Real-world ML systems present two additional hurdles for an attacker to overcome before carrying out a successful attack. The first hurdle is that some of these systems are likely to process physical manifestations of objects before carrying out inference. This is particularly true of computer vision systems in applications such as self-driving cars and optical character recognition systems. For such systems, it is not enough to demonstrate that the underlying ML model changes its outputs when presented with adversarial examples since the perturbations added to generate these must be robust to changes in environmental conditions and processing pipelines. These requirements led to a line of research on physical adversarial examples , which are generated while accounting for these additional constraints. The second hurdle is that for a real-world ML system, the attacker is unlikely to have knowledge of the internals of the model being attacked, which is required for the generation of adversarial examples. Most ML models are proprietary and if an attacker manages to gain access to the ML model via software and/or hardware vulnerabilities, then the threat of adversarial examples will no longer remain the most pertinent one.

To overcome this hurdle, black-box evasion attacks were proposed. The first instantiations of these relied on the observation that adversarial examples were likely to transfer from one model to another if the models were similar enough. However, since the similarity of models relies on a number of factors such as the architecture, choice of hyperparameters and the data used for training, transferability-based attacks have low effectiveness against deployed ML systems which allow inputs to be submitted for inference [Clarifai, Google Vision API, Watson Visual Recognition].
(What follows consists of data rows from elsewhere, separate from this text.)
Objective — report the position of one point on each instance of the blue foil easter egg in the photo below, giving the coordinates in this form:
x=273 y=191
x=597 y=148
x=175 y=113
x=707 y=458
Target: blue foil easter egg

To defend against evasion attacks, a wide variety of defenses have been proposed. One line of defenses focuses on using ensembling procedures to improve robustness while another, perhaps the most popular, is based on altering the training procedure to account for the presence of adversarial examples during training, and in particular, iterative adversarial training. The latter, however, is reliant on a careful specification of the adversary’s threat model in order to be effective. A further drawback of these empirical defenses is that they are often vulnerable to adaptive attacks, leading to an arms race between attacks and defenses. To circumvent this, several defenses have been proposed that are provably robust given a specification of the adversary’s capabilities. Unfortunately, provable robustness has only been shown for adversaries with very limited capabilities, making the utility of such defenses suspect for a real-world deployment.